Remember how Ted Strickland Quoted Ronald Reagan During the State of the State?
The public sector is recession-proof:
COLUMBUS, Ohio – Despite a major budget crisis that state leaders say forced them to make painful cost-cutting decisions, Ohio managed to reduce its payroll by only 1.5 percent last year.
The small reduction for state government contrasts with the private sector, where companies are lopping off chunks of employees’ pay and sending many to the unemployment line. Overall, wage and salary income, which includes both public and private sector jobs, is on pace to decline by 4.3 percent in Ohio for 2009, according to the U.S. Bureau of Economic Analysis.[...]
Last year’s payroll decrease followed a disappointing 2.5 percent increase in workers’ pay from 2007 to 2008. The payroll jumped that year despite Strickland’s repeated calls on state agencies and elected officials to limit personnel spending.
The 2009 payroll figure, which the state released last month, was $3.24 billion, down from $3.29 billion in 2008.
As he travels around the state this year in his re-election campaign, Strickland surely will tout his success in downsizing the state government.

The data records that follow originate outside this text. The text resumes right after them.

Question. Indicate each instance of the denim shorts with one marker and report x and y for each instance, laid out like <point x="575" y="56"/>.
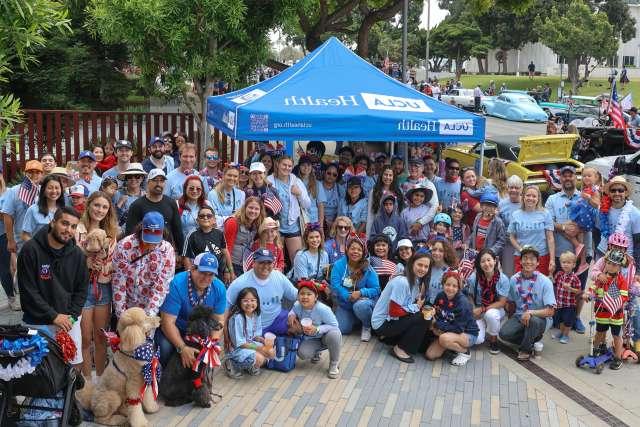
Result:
<point x="472" y="339"/>
<point x="104" y="296"/>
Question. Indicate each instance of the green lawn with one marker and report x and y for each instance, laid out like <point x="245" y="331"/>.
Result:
<point x="592" y="88"/>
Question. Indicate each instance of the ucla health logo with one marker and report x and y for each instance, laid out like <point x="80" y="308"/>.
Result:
<point x="375" y="101"/>
<point x="456" y="127"/>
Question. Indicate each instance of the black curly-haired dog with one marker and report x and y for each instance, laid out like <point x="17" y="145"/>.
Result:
<point x="180" y="385"/>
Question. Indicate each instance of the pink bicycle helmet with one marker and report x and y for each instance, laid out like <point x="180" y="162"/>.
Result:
<point x="619" y="239"/>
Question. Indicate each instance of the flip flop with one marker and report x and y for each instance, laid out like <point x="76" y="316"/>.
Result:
<point x="402" y="359"/>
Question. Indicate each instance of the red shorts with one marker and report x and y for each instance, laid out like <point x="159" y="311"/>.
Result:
<point x="543" y="264"/>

He can also bring up the 5,000 jobs the state has shed since he took office in 2007.
But those cuts were offset by the agencies that increased their payroll last year.[...]

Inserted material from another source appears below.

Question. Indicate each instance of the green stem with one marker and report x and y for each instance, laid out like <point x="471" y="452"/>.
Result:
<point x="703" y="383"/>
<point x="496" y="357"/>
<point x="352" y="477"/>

The Office of Budget and Management topped the list with more than a 50 percent increase, from an $8.5 million payroll in 2008 to a $13.3 million payroll last year.[...]
Another state agency with a higher payroll last year was the State Employment Relations Board. Its payroll jumped from $2.1 million to $2.9 million.

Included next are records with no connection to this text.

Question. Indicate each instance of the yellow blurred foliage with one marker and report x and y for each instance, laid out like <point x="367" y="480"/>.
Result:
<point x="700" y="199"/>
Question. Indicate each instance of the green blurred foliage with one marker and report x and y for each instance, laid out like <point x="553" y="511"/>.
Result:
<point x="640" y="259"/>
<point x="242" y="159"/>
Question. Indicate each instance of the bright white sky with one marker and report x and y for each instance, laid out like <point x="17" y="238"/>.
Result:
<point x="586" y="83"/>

And public sector employees are often better paid their their private sector counterparts, especially when considering the extra benefits and generous pension plans that our state can’t afford and is already burning through billions of dollars in Federal loans that cannot be paid back.
If Ohio is going to improve its business climate, it would take a Gov. John Kasich who must be ready on day one to clean house, much like Gov. Christie in New Jersey. John sounds like the man for the job, which is why so many state and local government busybodies are already screaming bloody murder about his fiscally responsible proposals.